という訳で、四十五話は、道東からお送りします!

えー、今回のお話はですね……。
あの…………何と言いますか……。
もし本文を読んでいて、頭痛や嘔吐感を感じた場合は、作者は一切の責任を負いません。
ご自分で、ブラウザバック等の対策を取りましょう。


第四十五話「乙女の花園」

────ぼんやりと見える。一人の人影が脳裏に浮かび、そして消える。また出る。その繰り返し。

ロゴスとパトスの境界を、形而上と形而下の水面を、行ったり来たりと揺蕩いながらも、逍遥していた影はゆっくりと此方に近づいてくる。

人型である事しか悟らせないその霞は、どうにもこうにも模糊として、遠近感さえ狂わせる。

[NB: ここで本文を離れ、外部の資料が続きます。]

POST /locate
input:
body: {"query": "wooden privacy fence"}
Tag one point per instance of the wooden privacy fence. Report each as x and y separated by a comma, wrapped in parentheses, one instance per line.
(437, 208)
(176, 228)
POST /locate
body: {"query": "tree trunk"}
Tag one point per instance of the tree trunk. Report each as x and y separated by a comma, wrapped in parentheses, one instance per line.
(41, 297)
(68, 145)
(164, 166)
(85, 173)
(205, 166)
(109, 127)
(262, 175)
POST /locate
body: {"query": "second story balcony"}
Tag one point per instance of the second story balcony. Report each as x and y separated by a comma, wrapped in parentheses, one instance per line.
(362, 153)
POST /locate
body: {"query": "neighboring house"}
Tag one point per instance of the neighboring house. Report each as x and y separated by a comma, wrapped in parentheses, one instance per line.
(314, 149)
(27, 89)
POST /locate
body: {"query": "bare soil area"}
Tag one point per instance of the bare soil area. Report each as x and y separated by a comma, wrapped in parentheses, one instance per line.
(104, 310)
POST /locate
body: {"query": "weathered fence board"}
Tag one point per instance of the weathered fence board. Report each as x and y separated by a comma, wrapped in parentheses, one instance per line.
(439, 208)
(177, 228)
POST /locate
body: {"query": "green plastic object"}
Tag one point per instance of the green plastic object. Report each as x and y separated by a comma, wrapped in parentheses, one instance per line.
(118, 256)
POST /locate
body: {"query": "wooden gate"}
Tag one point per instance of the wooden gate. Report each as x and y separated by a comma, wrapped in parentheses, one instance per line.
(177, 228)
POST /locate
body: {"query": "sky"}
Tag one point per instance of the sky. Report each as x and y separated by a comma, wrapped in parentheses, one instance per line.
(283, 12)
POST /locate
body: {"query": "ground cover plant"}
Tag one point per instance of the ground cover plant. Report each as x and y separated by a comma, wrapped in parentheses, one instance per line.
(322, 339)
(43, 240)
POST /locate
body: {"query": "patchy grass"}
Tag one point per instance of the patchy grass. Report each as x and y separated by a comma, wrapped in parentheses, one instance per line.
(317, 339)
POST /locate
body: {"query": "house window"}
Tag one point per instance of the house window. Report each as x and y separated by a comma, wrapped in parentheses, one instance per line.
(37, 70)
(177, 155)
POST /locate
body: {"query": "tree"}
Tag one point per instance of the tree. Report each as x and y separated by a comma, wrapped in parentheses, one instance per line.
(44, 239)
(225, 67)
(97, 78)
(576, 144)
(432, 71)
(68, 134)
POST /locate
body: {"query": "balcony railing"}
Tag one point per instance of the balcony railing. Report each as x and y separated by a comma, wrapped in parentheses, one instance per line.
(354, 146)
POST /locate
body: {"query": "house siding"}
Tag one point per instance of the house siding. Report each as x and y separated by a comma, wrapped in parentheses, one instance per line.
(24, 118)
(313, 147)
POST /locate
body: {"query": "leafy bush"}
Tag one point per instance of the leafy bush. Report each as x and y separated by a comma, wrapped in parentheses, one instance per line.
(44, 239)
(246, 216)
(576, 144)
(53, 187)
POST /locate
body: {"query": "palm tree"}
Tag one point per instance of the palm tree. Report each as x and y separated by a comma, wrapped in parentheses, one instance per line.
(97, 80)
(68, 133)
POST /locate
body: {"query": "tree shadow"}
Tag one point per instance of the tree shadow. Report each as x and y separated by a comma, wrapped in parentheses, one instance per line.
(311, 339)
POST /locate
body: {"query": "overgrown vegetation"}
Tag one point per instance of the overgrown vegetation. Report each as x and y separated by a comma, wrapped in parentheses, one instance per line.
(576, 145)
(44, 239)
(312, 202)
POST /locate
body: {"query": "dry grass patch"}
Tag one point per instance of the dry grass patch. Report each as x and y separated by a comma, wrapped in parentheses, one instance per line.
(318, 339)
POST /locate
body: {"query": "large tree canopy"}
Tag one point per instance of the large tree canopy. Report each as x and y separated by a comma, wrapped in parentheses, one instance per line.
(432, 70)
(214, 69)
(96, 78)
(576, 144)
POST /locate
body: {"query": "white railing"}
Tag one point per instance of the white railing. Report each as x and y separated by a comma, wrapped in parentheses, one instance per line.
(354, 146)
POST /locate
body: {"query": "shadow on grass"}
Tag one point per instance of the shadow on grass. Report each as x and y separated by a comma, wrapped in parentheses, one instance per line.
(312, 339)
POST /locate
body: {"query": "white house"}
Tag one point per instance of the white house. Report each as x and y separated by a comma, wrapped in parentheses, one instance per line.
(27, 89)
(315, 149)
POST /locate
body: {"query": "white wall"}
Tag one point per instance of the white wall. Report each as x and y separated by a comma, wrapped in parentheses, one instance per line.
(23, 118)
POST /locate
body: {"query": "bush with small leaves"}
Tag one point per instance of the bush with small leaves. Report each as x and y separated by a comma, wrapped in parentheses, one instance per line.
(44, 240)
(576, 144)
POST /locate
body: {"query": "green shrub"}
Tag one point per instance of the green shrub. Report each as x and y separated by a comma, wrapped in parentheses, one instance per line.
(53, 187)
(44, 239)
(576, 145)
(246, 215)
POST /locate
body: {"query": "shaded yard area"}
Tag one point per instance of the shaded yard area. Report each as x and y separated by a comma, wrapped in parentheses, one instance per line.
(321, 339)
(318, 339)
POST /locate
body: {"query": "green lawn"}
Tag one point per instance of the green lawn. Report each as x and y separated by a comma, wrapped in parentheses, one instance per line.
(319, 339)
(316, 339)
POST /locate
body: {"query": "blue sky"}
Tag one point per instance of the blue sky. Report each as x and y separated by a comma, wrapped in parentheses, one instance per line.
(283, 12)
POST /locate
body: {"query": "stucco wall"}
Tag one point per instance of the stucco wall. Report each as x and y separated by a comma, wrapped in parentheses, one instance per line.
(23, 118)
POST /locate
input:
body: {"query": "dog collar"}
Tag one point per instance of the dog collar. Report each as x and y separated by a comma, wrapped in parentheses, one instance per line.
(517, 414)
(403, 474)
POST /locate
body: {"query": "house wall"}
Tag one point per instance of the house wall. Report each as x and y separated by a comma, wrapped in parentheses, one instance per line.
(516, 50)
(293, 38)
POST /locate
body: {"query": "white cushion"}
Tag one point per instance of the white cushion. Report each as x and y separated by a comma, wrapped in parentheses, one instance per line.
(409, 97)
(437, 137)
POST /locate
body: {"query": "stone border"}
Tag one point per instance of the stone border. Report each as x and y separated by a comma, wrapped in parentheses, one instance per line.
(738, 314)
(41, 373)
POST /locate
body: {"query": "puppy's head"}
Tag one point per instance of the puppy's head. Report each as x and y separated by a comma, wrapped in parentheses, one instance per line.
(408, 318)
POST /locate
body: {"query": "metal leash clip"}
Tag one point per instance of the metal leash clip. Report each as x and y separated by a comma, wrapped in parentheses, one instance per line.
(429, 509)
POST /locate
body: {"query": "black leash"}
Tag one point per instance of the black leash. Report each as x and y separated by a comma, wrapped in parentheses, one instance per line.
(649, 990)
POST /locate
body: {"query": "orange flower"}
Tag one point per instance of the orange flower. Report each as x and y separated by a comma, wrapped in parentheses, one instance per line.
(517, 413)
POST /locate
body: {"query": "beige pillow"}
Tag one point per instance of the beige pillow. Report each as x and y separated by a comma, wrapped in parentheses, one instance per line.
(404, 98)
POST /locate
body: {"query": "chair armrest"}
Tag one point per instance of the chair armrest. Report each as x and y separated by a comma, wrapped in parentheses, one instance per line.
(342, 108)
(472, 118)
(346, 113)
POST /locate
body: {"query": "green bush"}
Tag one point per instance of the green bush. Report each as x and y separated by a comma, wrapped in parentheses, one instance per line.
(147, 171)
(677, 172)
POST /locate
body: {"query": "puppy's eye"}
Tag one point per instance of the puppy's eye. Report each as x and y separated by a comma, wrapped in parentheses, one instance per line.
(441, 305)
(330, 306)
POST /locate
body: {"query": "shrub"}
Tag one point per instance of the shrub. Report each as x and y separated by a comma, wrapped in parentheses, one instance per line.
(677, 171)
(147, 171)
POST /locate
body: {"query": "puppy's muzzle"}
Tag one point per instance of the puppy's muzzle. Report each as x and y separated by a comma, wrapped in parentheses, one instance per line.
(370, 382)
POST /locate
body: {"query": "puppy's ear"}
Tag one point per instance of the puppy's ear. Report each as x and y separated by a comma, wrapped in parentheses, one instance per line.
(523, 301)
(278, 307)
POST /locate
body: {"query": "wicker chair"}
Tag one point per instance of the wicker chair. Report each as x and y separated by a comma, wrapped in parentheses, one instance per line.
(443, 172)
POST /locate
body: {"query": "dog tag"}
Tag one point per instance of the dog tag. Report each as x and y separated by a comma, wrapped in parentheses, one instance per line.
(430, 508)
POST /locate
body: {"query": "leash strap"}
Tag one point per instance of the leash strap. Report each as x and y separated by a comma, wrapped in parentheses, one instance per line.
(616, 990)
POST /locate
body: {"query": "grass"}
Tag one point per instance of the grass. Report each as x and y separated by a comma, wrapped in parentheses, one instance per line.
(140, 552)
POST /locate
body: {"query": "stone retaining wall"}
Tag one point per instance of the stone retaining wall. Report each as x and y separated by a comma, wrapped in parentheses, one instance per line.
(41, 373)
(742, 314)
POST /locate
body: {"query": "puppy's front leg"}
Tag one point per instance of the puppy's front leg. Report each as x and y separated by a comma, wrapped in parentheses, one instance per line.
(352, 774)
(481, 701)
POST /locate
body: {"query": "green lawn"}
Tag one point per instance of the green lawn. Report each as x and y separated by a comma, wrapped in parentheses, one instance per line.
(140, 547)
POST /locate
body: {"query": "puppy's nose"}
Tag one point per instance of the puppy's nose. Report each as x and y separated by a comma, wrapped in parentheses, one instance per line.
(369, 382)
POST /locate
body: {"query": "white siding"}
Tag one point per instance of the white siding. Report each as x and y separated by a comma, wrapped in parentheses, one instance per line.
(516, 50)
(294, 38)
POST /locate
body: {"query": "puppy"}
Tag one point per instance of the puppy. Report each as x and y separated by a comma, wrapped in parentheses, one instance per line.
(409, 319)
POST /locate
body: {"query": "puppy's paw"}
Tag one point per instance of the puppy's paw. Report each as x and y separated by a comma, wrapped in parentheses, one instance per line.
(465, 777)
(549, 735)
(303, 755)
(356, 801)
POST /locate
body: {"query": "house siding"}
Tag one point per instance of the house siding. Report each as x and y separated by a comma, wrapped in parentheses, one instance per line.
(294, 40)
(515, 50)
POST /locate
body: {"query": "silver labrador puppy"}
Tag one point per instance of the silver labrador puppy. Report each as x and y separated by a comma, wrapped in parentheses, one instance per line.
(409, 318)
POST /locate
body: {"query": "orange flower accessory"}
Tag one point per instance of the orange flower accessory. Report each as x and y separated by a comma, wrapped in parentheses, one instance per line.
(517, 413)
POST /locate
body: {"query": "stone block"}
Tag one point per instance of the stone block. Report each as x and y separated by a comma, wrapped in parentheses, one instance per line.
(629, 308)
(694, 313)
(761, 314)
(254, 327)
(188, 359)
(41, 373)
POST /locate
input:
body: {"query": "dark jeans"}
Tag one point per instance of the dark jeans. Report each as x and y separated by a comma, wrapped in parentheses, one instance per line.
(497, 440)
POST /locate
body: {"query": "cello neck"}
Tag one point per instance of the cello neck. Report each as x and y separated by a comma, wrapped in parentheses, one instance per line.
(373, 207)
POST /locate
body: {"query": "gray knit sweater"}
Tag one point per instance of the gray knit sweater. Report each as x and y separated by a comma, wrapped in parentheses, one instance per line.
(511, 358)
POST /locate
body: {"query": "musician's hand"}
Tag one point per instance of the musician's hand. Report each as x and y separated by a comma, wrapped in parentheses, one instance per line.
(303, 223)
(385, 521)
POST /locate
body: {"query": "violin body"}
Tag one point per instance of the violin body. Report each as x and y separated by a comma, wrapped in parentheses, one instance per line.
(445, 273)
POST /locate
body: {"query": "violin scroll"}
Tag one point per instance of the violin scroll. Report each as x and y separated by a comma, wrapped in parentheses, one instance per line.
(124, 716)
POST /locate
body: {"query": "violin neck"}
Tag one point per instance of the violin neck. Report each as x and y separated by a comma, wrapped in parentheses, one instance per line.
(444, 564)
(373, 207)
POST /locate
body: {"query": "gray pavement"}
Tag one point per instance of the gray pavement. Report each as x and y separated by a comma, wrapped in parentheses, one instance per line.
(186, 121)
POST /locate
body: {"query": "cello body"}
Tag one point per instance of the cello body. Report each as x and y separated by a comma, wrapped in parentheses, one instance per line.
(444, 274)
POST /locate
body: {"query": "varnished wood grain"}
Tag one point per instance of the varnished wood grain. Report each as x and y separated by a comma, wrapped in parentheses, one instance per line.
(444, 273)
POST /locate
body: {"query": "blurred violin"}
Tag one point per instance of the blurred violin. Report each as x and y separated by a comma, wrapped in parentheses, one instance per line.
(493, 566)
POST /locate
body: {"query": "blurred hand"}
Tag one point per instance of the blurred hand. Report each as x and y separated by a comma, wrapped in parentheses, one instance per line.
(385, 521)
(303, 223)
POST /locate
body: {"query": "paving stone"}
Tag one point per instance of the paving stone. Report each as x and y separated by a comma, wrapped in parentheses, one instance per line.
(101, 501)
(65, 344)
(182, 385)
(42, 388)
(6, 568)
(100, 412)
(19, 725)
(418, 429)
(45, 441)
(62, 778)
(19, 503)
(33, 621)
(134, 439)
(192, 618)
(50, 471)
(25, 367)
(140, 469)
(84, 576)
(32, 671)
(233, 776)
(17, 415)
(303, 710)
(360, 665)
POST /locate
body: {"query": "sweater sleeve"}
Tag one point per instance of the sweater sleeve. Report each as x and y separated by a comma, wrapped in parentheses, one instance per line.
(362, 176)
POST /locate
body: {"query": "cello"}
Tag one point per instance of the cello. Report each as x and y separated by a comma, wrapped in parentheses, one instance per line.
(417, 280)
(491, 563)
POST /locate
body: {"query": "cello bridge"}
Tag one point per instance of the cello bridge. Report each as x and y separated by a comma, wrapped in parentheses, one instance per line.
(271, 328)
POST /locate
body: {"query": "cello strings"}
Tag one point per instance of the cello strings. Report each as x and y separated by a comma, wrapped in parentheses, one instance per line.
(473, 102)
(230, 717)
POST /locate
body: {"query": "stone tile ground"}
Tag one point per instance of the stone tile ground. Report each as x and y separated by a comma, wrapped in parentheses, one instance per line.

もやが掛かっていたその人物は、次第に鮮明になっていき、輪郭から徐々にクッキリとした線を描いていく。

浮かんだのは、優しい笑顔。

太陽のように暖かい微笑みが、アタシの心を締め付ける。

地獄の業火も焼け落ちる程の、裡から発露した熱が、極上の笑みと合間って、アタシの心を非道く、甘く、溶かしていく。

触れたい。手を伸ばしたい。でもダメだ。それをしてしまえば、アタシの中の何かがどうしようもなく壊れてしまう。

そんな気がする。

気がするだけ。別に何も壊れたりなんてせずに、アタシの世界は徐な程単調に、滑稽な抑揚を付随させて、何の疑いもなく今日も明日も廻っていくのだろう。

いや、それはアタシの身勝手で思わせぶりな幻想か。こんな不合理で不条理な世界じゃ、アタシの生はいつか途端に終わりを告げること請け合いだ。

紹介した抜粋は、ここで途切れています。